CHAPTER XVIII
In Which Archie Inspects an Opera Bouffe Dungeon Jail, Where He Makes the Acquaintance of Dust, Dry Rot and Deschamps. In Which, Also, Skipper Bill o’ Burnt Bay Is Advised to Howl Until His Throat Cracks
In the morning Archie went as a tourist to the jail where Bill o’ Burnt Bay was confined. The wind was blowing fresh from the west and promised to hold true for the day. It was a fair, strong wind for the outward bound craft; but Archie Armstrong had no longer any interest in the wind or in the Heavenly Home. He was interested in captives and cells. To his astonishment he found that the Saint Pierre jail had been designed chiefly with the idea of impressing the beholder, and was builded long, long ago.
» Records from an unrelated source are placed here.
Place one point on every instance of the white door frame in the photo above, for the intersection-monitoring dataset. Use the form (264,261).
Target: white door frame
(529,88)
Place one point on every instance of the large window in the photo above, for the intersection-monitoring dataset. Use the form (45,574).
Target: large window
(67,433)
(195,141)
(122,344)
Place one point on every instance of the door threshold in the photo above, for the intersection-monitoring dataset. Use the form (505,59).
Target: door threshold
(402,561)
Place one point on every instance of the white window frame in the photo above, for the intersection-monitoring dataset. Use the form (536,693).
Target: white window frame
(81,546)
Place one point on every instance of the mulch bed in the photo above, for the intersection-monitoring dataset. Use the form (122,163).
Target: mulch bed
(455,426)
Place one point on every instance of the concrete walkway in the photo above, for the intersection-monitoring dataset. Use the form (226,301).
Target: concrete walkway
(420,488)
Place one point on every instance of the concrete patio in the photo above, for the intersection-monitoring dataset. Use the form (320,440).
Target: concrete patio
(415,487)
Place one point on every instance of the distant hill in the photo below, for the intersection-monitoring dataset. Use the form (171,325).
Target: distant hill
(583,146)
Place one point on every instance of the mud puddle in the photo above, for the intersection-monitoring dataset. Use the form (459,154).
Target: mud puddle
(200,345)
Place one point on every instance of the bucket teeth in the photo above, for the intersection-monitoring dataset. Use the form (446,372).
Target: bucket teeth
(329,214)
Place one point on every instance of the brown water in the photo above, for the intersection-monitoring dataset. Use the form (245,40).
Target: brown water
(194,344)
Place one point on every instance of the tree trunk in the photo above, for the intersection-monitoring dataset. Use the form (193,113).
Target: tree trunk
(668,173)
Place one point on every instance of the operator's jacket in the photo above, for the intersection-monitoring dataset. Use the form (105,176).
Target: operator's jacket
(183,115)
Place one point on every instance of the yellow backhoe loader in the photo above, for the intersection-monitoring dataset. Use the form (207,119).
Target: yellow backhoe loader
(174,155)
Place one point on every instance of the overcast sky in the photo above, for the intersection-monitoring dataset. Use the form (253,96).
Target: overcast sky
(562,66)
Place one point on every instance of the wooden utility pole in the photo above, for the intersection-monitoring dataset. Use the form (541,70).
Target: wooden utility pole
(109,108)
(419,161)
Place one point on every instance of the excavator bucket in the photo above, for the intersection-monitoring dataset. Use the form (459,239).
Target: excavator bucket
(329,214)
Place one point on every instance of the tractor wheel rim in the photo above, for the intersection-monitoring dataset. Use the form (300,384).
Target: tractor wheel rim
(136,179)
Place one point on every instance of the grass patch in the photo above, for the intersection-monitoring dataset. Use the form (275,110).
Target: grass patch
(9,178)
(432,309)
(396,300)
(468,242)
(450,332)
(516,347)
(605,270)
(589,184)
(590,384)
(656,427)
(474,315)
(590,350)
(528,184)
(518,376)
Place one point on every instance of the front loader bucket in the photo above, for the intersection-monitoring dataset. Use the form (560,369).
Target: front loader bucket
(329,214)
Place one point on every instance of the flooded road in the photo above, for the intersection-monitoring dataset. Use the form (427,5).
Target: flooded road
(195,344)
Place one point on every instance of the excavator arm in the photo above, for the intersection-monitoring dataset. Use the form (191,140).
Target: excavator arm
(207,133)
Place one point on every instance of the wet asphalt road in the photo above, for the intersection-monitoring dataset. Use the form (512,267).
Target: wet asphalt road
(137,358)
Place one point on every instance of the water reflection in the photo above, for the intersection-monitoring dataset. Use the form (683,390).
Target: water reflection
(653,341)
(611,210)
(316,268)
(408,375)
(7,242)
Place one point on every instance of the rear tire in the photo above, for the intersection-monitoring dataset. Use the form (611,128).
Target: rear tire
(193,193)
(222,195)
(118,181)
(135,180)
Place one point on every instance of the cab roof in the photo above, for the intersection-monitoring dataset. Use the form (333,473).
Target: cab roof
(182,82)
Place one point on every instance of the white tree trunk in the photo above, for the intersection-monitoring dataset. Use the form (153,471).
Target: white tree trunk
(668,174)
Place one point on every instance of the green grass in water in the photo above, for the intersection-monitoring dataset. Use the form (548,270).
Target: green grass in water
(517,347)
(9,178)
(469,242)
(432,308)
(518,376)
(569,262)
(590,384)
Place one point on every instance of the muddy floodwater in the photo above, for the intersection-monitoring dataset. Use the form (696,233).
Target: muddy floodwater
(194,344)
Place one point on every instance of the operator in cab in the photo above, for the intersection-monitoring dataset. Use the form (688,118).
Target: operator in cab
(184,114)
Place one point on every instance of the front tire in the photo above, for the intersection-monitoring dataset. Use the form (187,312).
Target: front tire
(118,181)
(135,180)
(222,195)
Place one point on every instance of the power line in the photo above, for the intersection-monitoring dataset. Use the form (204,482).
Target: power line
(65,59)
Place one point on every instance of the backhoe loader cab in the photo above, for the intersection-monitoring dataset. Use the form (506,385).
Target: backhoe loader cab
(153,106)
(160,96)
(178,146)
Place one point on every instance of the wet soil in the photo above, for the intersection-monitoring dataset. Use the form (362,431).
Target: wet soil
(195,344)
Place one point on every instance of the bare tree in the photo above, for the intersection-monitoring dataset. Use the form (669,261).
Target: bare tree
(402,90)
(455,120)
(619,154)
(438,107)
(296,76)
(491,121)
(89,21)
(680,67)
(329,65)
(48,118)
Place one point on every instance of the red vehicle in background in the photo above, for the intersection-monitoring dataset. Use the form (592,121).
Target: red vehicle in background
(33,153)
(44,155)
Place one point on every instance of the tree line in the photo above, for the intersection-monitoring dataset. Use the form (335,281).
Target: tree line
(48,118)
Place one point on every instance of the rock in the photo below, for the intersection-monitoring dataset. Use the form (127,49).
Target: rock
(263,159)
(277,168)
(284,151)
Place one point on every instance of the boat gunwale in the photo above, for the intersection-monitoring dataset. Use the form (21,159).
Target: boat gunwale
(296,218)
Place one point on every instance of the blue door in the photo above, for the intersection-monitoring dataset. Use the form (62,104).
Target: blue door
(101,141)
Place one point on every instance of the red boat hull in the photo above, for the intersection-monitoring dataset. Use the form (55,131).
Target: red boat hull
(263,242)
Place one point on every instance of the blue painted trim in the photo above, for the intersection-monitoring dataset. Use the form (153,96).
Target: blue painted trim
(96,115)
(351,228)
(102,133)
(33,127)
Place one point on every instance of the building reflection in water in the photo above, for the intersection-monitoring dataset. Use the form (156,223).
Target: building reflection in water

It was a low-walled structure situate in a quiet quarter of the town. The outer walls were exceeding thick. One might work with a pick and shovel for a week and never tunnel them. 160
“But,” thought Archie, “why tunnel them when it is possible to leap over them?”
They were jagged on top and strewn with bits of broken bottle imbedded in the mortar.
“But,” thought Archie, “why cut one’s hands when it is so easy to throw a jacket over the glass and save the pain?”
The walls apparently served no good purpose except to frighten the populace with their frowns.
As big Deschamps, the jailer, led Archie through the musty corridors and cells the boy perceived that the old building had long ago gone to wrack. It was a place of rust and dust and dry rot, of crumbling masonry, of rotted casements, of rust-eaten bars, of creaking hinges and broken locks. He had the impression that a strong man could break in the doors with his fist and tumble the walls about his ears with a push.